Turns out "gun raffle" isn't just a folksy term for Russian roulette. The New Hampshire Association of Chiefs of Police will give away a gun a day in May, with the proceeds from ticket sales to defray the cost of police cadet training. In North Dakota, a youth hockey league will raffle off 200 guns as a fundraiser next month.
Both were organized long before the shootings at Sandy Hook Elementary School in Newtown last December, but for many, they're nevertheless far from timely. Three of the New Hampshire raffle's guns would be banned under legislation recently introduced in the Senate.

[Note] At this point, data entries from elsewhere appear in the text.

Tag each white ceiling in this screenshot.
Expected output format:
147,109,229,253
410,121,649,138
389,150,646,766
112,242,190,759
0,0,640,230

John Rosenthal, director of Stop Gun Violence, claims that gun raffles are "insane" and "criminally irresponsible." He spoke to the AP:
"In 33 states - including Maine, New Hampshire and Vermont - the winner of this AR-15 can turn around the same day and sell it to anyone without an ID or background check," Rosenthal said. "They should cancel their raffle and give away a nice mountain bike or snowmobile."
In fairness, it's not like these fundraisers plan to load guns into a T-shirt cannon and head to the nearest major sporting event. According to the rules of the New Hampshire drawing, any winner must be legally eligible to own such a gun and submit to any required background checks. (That Police Chiefs' raffle, by the way, is already sold out—all 1000 tickets have been purchased.)
But aside from issues of pure legality, Jonathan Lowy of the Brady Center to Prevent Gun Violence argues that these events "trivialize the seriousness of firearms." After all, aren't raffle prizes usually more along the lines of a bucket of gourmet popcorn or free movie tickets?